(…)“Eu acho importante que os governos controlem os níveis
de imigração, porque, ainda que seja benéfica, se ela (imigração) acontece
rápido demais as pessoas ficam desorientadas, e isso gera uma reação política.
Isso aconteceu no Reino Unido com o Brexit (saída do país da União Europeia):
foram tantas pessoas se mudando para o Reino Unido em um período de tempo tão
curto, que muita gente nascida lá sentiu que estava perdendo o controle de seu
próprio país.”
Francis Fukuyama
Francis Fukuyama: 'O desprezo pelas elites é perigoso, toda
sociedade precisa delas'
Paula Molina Do Chile para a BBC News Mundo
18 maio 2019
Ele se tornou uma espécie de celebridade acadêmica quando
anunciou, há 30 anos, "o fim da história", como a ideia de que o
mundo havia encontrado sua forma mais razoável de organização social: a
democracia liberal acompanhada do livre mercado.
Mas os tempos mudaram. Hoje, Fukuyama vê com preocupação o
avanço da ultra direita, do nacionalismo e dos populismos, e aborda essas
questões em seu mais recente livro: Identidades: A Exigência de Dignidade e a
Política do Ressentimento.
Nesta entrevista concedida à BBC News Mundo (serviço em
espanhol da BBC) no Chile, o acadêmico explica como líderes autoritários ou que
se descrevem como apolíticos se conectaram melhor com as classes trabalhadoras
do que os movimentos de esquerda, e por que certos grupos tradicionalmente
dominantes, como os brancos nos Estados Unidos, hoje reivindicam uma condição
de "vítimas".
BBC News - Em O Fim da História (ensaio publicado em 1989 e
que virou livro em 1992), o sr. dizia que a democracia liberal, acompanhada
pelo livre mercado, era a única opção política razoável e foi considerado um
forte defensor deles. Como sua perspectiva política mudou nos últimos anos?
Francis Fukuyama - Bom, eu ainda sou um defensor da
democracia liberal e gosto dos mercados livres, mas acho que, em muitos
sentidos, eu me movi para a esquerda por alguns bons motivos. Acredito que nos
anos 2000 as duas grandes catástrofes que aconteceram foram, primeiro, a
invasão americana no Iraque e, depois, a crise financeira, e ambas foram o
subproduto de ideias conservadoras que foram levadas ao extremo e levaram a
resultados muito ruins. Isso exigia que eu repensasse...

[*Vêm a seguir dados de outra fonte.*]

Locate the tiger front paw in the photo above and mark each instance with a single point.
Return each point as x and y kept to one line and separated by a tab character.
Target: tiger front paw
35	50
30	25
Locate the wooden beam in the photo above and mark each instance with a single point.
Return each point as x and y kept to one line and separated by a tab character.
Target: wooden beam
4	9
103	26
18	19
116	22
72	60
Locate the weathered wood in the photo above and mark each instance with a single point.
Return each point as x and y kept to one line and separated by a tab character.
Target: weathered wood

Eu também acredito que a globalização em geral tem sido
muito bem sucedida em muitos aspectos, em termos de redução da pobreza em
muitas partes do mundo, mas que também produziu um nível mais alto de
desigualdade em muitos países, incluindo os Estados Unidos. Isso requer um
remédio. E creio que isso é provavelmente oferecido melhor pela esquerda do que
pela direita.
É por isso que eu acredito que, depois da crise financeira
de 2008, quando o apoio aos populismos de esquerda deveria ter aumentado, o que
foi obtido, pelo contrário, foram populismos de direita cuja narrativa
explicava melhor a situação econômica das pessoas da classe média, dizendo, por
exemplo, que a elite, permitindo altos níveis de imigração, conspirava para
tomar seus empregos.
BBC News - O sr. vincula este fenômeno ao sentido de
identidade: afirma que as pessoas querem e precisam ser vistas, primeiro, como
iguais, mas que a mesma necessidade pode se tornar um desejo de serem
percebidas como superiores. Como se dá esse processo?

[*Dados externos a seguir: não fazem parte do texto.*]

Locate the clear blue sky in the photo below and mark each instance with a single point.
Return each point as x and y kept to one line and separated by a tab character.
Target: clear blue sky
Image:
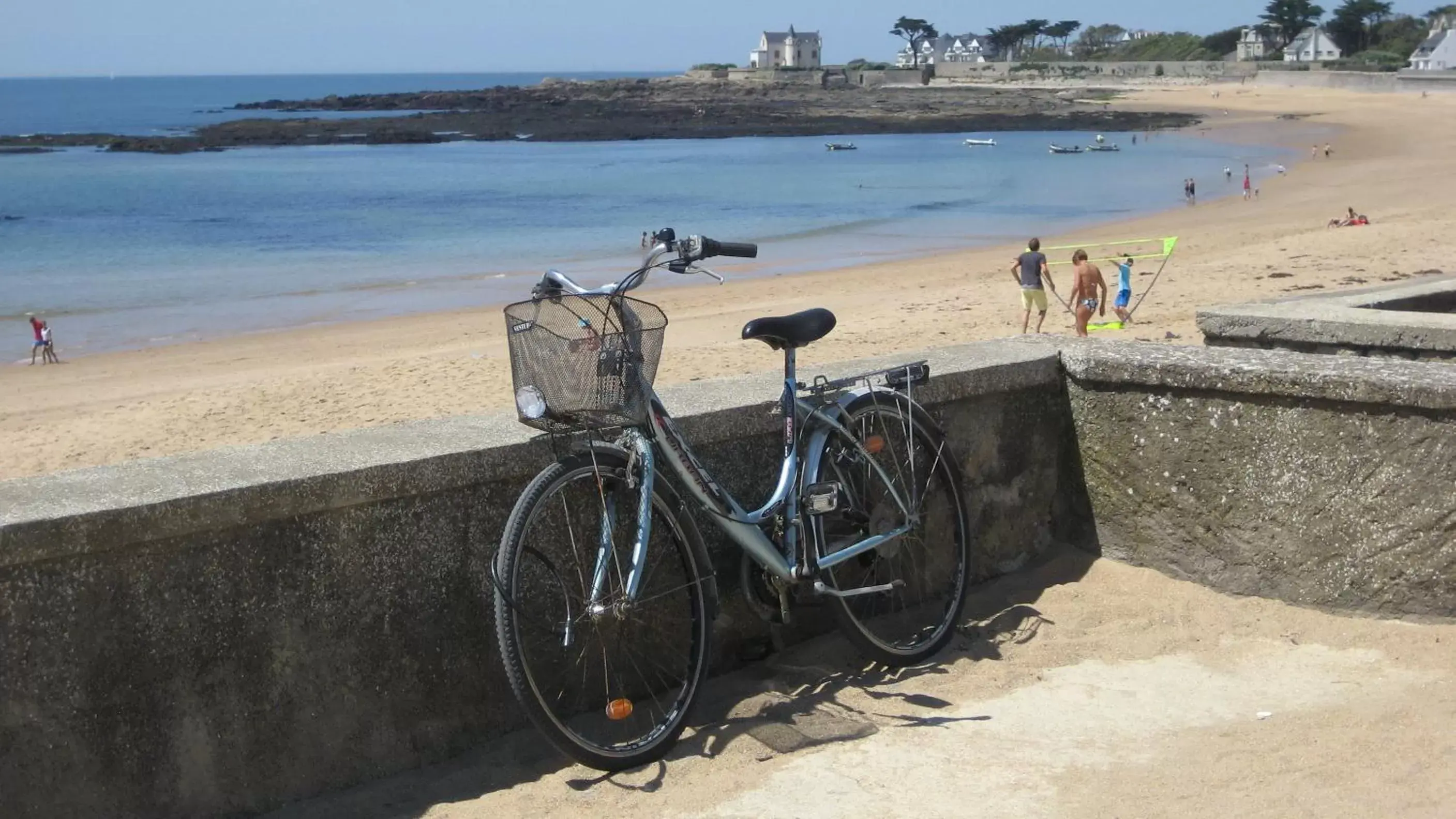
276	37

Fukuyama - Eu acredito que é uma espécie de tendência
natural. Todos queremos ser reconhecidos como iguais e ficamos muito indignados
se somos considerados inferiores aos outros. Mas isso logo se traduz em uma
demanda para ser reconhecida como especial ou até melhor. Creio que foi isso o
que aconteceu, por exemplo, com muitas pessoas brancas nos Estados Unidos que
ouviram histórias de vitimização de afro-americanos, de mulheres, de gays e
lésbicas.
E a certa altura eles dizem: "e em relação à gente?
Todas essas pessoas estão recebendo algum privilégio. As elites as estão
colocando diante de nós. Mas nós também não estamos indo tão bem. Nós também
somos vítimas". Mas eles são membros da comunidade racial dominante e,
portanto, sua reivindicação de serem apresentados como vítimas é muito menos
poderosa moralmente do que a dos grupos minoritários.

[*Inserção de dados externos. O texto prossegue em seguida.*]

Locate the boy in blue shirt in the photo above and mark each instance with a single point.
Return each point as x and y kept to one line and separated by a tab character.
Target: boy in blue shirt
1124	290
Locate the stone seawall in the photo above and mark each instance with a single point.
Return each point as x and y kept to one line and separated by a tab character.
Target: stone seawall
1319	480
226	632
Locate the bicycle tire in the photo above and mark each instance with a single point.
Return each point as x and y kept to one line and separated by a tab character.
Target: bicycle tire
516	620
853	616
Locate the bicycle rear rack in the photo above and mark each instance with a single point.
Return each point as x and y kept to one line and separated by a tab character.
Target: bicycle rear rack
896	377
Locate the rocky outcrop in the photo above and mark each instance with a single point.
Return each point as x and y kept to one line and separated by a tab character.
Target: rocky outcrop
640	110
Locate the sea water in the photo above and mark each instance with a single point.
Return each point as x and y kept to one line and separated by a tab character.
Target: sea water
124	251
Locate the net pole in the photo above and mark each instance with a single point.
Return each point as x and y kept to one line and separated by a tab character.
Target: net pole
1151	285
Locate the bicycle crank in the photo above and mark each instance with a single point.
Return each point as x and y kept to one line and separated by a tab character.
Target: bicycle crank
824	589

A raça ou a etnia da imigração não é a coisa mais
importante: é a sua integração...
Eu acho importante que os governos controlem os níveis de
imigração, porque, ainda que seja benéfica, se ela (imigração) acontece rápido
demais as pessoas ficam desorientadas, e isso gera uma reação política. Isso
aconteceu no Reino Unido com o Brexit (saída do país da União Europeia): foram
tantas pessoas se mudando para o Reino Unido em um período de tempo tão curto,
que muita gente nascida lá sentiu que estava perdendo o controle de seu próprio
país.
BBC News - O sr. também tem alertado que vê atualmente uma
diminuição no apego à democracia, algo que pode ser percebido na eleição de
líderes que não hesitam em se apresentar como autoritários, ou totalmente
apolíticos. Que riscos o sr. vê ali?
Fukuyama - É muito perigoso. Você não tem um sistema
democrático se as pessoas não acreditam nele. Acho que o que aconteceu é que há
uma grande decepção com a qualidade do governo em muitas democracias,
particularmente em relação à questão da corrupção, porque às vezes a democracia
é a cura para a corrupção, mas às vezes é também a fonte da corrupção.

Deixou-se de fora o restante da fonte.